Wednesday's editorial in The Province repeated what we've heard from others, such as Globe and Mail columnist Gary Mason, which is none of the current candidates for leader – BC Liberal or NDP – have expressed a vision for British Columbia's future.
The two most significant parties in B.C. are both holding leadership races right now, so where are the big ideas? Where is the debate? When is someone going to present some vision of where B.C. needs to go, and why they are the person to lead us there?
Hear, hear. I have spoken to as many members in the past several weeks who have this same complaint, as I have heard members who have already decided who to choose for Premier. There are those who are attracted by Christy Clark's populism and high poll numbers, or to Kevin Falcon's record in government or business support, or George Abbott's 'steady hand on the tiller' approach. But what ideas are coming forth that truly inspire people in the room?
On Tuesday night I went to hear Mike De Jong speak, and I finally heard someone sound like they weren't just trying to step into Gordon Campbell's shoes. While De Jong addressed an intimate crowd of about fifty guests, I couldn't help but keep nodding as he spoke. It wasn't a nervous tick, but a realization that Mike is really excited about the future of our province, and as much as I am.
Before this week De Jong was barely on my radar. His campaign has been relatively low key, apart from announcing he's sold 10,000 (he says it's now closer to 13,000) memberships last week. Hailing from Matsqui in the Fraser Valley, Mike has tapped heavily into local South Asian support and has been accused of not paying as much attention to other communities. He hired Alberta political top gun Rod Love for strategic support, but his campaign didn't catch fire in recent weeks.
What I'm seeing now is Mike is slowly gaining ground. We know that De Jong is the best political orator of all six BC Liberal candidates. Last month when addressing a roomful of smart phone toting under-40s who ignored the candidate speeches, it's said that Mike was the only one that the crowd actually stopped chatting long enough to listen to.
When he began speaking on Tuesday he was gracious. He said that all six people running for the BC Liberal leadership would be a great Premier, and he would back them all if he didn't win. That's a message we're not hearing in recent days, where some campaigns are getting a little testy with each other.
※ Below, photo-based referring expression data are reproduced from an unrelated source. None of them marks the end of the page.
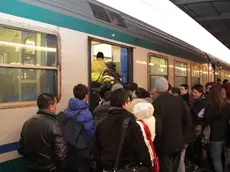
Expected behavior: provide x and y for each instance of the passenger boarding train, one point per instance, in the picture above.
(48, 46)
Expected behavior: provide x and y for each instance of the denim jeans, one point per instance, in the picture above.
(216, 150)
(182, 157)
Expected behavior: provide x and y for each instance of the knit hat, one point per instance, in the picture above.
(161, 84)
(116, 87)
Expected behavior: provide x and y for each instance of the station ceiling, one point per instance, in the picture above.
(213, 15)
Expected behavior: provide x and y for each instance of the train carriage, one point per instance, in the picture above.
(48, 46)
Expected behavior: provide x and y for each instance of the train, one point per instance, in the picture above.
(49, 45)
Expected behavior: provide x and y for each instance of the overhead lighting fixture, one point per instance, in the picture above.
(28, 46)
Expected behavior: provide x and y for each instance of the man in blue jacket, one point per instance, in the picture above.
(78, 105)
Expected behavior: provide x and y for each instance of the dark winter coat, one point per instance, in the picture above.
(108, 134)
(85, 117)
(101, 112)
(42, 143)
(196, 106)
(218, 121)
(175, 123)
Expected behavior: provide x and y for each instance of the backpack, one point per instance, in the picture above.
(75, 135)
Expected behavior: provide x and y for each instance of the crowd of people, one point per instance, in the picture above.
(131, 129)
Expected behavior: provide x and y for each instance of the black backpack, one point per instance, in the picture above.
(75, 135)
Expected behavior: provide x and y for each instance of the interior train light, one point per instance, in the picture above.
(28, 46)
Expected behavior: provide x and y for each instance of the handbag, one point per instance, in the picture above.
(129, 167)
(156, 164)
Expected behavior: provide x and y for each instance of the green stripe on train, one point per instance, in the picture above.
(16, 165)
(17, 8)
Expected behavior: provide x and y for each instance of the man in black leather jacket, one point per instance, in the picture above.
(42, 142)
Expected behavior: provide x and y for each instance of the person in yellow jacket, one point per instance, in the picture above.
(97, 68)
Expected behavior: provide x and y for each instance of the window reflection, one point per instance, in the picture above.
(158, 67)
(20, 49)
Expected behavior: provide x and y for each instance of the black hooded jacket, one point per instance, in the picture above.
(42, 143)
(108, 134)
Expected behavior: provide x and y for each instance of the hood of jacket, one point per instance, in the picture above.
(77, 104)
(143, 110)
(134, 102)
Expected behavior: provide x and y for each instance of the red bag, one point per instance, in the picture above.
(156, 164)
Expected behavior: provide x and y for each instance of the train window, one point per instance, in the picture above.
(195, 75)
(211, 74)
(180, 73)
(28, 65)
(158, 67)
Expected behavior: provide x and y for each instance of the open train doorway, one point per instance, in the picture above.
(100, 53)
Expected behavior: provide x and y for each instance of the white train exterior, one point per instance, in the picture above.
(74, 28)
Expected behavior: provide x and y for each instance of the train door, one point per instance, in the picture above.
(101, 52)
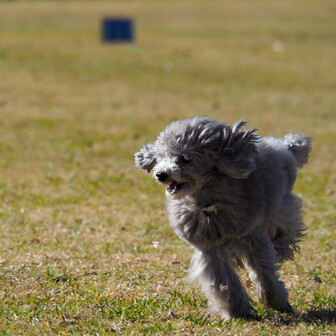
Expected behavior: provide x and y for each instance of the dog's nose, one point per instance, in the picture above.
(161, 176)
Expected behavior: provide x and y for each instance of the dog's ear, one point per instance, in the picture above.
(237, 151)
(145, 159)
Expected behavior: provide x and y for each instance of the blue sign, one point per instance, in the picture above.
(117, 30)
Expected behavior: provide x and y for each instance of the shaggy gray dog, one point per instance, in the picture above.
(229, 195)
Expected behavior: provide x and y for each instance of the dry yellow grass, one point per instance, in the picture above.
(85, 244)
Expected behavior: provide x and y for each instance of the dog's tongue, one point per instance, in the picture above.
(172, 187)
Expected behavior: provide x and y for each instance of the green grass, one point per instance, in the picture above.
(86, 247)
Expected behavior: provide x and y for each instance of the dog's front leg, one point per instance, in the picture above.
(221, 285)
(260, 257)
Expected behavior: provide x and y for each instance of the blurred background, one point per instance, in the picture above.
(74, 109)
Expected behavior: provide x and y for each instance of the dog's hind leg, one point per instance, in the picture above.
(259, 254)
(221, 285)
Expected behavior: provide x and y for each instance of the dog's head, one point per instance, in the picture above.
(190, 154)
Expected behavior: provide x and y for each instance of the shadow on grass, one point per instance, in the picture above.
(317, 316)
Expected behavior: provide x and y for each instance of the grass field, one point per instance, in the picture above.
(85, 244)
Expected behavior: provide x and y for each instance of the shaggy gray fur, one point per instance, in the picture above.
(229, 195)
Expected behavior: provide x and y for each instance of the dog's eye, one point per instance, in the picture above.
(185, 158)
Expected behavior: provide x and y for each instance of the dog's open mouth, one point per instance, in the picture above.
(175, 187)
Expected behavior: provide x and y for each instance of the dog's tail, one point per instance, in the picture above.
(299, 145)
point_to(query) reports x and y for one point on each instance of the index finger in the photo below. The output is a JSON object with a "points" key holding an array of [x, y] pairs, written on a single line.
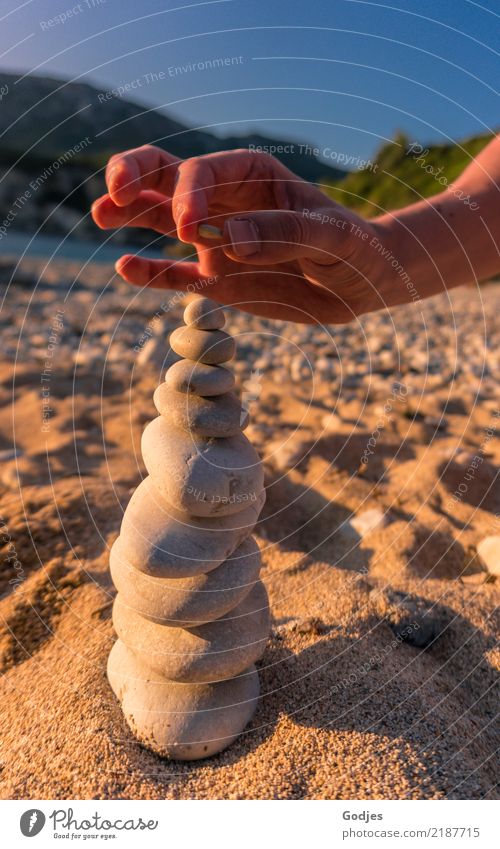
{"points": [[229, 178], [147, 167]]}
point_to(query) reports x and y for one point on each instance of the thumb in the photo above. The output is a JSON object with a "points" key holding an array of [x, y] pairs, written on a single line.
{"points": [[281, 235]]}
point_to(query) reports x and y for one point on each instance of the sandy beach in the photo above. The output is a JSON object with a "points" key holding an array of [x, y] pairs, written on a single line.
{"points": [[379, 678]]}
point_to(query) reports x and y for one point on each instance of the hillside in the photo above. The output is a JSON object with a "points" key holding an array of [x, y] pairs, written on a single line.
{"points": [[400, 175], [42, 117]]}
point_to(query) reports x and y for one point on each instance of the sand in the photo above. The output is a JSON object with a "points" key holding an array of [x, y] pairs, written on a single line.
{"points": [[350, 710]]}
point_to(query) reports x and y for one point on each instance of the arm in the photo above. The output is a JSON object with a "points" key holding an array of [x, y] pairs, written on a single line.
{"points": [[286, 250]]}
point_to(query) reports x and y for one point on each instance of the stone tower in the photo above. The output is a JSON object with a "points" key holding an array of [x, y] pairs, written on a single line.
{"points": [[191, 614]]}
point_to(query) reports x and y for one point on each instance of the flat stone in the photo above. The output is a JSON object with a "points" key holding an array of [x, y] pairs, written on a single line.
{"points": [[212, 652], [204, 314], [368, 521], [186, 602], [221, 416], [489, 554], [204, 477], [204, 346], [181, 721], [199, 379], [163, 541]]}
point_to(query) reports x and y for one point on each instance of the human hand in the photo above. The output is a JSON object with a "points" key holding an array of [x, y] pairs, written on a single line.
{"points": [[286, 250]]}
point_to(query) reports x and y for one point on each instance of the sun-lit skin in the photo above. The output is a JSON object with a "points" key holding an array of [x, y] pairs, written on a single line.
{"points": [[303, 257]]}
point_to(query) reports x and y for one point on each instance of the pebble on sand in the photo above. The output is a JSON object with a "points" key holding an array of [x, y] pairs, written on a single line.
{"points": [[489, 554]]}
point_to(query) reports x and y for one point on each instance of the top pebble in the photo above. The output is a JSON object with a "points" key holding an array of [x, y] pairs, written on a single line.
{"points": [[204, 314]]}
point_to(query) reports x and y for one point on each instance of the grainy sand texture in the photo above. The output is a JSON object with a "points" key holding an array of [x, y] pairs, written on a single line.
{"points": [[379, 681]]}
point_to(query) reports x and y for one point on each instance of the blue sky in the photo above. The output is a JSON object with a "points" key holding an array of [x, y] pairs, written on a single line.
{"points": [[342, 74]]}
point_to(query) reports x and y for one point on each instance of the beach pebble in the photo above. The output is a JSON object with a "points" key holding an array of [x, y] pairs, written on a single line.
{"points": [[204, 477], [369, 520], [488, 552], [221, 416], [204, 314], [199, 379], [181, 721], [205, 346], [185, 602], [210, 652], [411, 618], [163, 541]]}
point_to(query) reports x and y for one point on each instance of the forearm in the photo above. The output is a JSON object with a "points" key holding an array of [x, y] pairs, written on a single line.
{"points": [[452, 238]]}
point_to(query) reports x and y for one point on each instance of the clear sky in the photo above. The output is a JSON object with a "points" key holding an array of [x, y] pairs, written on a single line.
{"points": [[342, 74]]}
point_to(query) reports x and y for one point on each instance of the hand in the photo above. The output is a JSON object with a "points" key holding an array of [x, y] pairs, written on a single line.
{"points": [[286, 250]]}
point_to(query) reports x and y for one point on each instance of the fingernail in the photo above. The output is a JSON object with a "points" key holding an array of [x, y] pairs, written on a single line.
{"points": [[244, 236]]}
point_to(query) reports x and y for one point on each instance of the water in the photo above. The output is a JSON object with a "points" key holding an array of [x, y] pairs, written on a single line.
{"points": [[15, 244]]}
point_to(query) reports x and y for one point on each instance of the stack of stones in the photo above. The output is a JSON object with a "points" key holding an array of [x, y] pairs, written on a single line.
{"points": [[191, 614]]}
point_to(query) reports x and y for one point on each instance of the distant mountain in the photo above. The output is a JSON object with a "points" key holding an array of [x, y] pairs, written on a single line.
{"points": [[403, 172], [42, 118]]}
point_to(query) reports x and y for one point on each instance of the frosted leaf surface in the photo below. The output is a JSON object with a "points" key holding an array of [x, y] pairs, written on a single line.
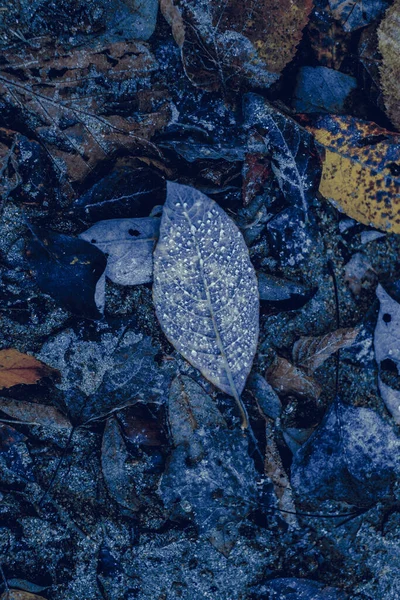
{"points": [[205, 288], [129, 244]]}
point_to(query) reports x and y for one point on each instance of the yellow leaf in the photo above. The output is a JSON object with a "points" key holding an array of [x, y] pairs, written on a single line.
{"points": [[16, 368], [361, 170], [389, 47]]}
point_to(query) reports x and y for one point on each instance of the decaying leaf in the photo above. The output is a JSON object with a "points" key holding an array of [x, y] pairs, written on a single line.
{"points": [[124, 193], [353, 456], [17, 368], [115, 466], [128, 245], [358, 272], [20, 595], [205, 289], [105, 369], [70, 99], [310, 353], [285, 378], [34, 414], [387, 351], [210, 477], [354, 14], [68, 269], [389, 47], [295, 160], [226, 44], [273, 468], [361, 169]]}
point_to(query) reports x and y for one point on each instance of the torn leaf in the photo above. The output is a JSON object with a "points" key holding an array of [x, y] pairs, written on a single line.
{"points": [[387, 351], [295, 160], [285, 378], [128, 245], [66, 268]]}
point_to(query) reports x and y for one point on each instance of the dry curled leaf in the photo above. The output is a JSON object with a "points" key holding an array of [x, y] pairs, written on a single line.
{"points": [[389, 47], [34, 414], [285, 378], [311, 352], [20, 595], [16, 368], [226, 44], [361, 169], [71, 100], [205, 289]]}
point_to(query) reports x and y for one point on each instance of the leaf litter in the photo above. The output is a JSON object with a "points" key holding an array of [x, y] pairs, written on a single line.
{"points": [[128, 476]]}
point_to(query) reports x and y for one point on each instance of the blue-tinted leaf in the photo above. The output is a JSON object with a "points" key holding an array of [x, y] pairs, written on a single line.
{"points": [[205, 288]]}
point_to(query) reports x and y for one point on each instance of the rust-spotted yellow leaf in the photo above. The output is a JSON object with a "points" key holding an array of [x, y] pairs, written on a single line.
{"points": [[16, 367], [361, 169]]}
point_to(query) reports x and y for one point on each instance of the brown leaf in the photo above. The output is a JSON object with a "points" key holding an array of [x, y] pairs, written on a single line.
{"points": [[389, 47], [34, 414], [285, 378], [71, 99], [20, 595], [16, 368], [226, 44], [311, 352]]}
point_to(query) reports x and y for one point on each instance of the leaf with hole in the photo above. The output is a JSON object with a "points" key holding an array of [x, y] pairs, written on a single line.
{"points": [[387, 352], [128, 245], [205, 289]]}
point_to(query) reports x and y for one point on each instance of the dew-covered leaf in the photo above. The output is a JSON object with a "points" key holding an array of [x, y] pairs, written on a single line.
{"points": [[353, 456], [295, 160], [361, 169], [311, 352], [105, 368], [66, 268], [354, 14], [34, 414], [205, 288], [285, 378], [323, 90], [210, 477], [17, 368], [128, 245], [225, 45], [387, 351], [389, 48], [123, 193]]}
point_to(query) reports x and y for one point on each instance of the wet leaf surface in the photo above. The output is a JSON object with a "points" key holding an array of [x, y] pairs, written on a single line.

Then Mike delivered a message I've been wanting to hear from one of the candidates. He talked about how British Columbia must distinguish itself in a global society. He reminded us that we're a Pacific province, and that our markets are "out there" across the oceans. In order for B.C. to distinguish ourselves and to be noticed by the world we must stand on each other's shoulders. We're only four and a half million people, but with one voice we can conquer the skeptics.
It's true, I believe, that British Columbia's economic and cultural destiny is more closely linked to Asia and the Pacific Rim, or even Cascadia, than it is to the rest of Canada. In his talk De Jong underlined the fact that India now has the largest middle class in the world, and that all the connections we could possibly wish for to business in China, Singapore or Mumbai are living right among us.
Yet, we're always talking about trade missions as though spending thousands of tax dollars sending politicians and bureaucrats overseas will create business. It's more accurate that networks create business, and those networks are here if you want to find them. De Jong points that out.
Government, he says, doesn't create jobs and build an economy over the long term. Business does.
As we near the first anniversary of the 2010 Games it's pretty clear that we've not been very strategic as a province or a region on leveraging the Games' exposure to profit B.C., Tom Cruise movies and Gregor Robertson's unsubstantiated claims notwithstanding. In De Jong's message you can hear the possibilities that await our province if we only go after them. That's what made the prospect of bringing the Olympics here exciting.
I've watched Mike De Jong in many contexts, and while I cannot claim to know him well, I believe he is honest, hard-working and sincere. He's a terrific speaker – no candidate comes close – but he also has something to say. This weekend all six candidates will be facing off downtown during the Feb. 12th vote. I recommend that you listen very carefully to what Mike has to say.
Vision? Mike's got one. If you're a BC Liberal member already decided on your top pick and looking out for number two, give serious thought to Mike De Jong as your second choice.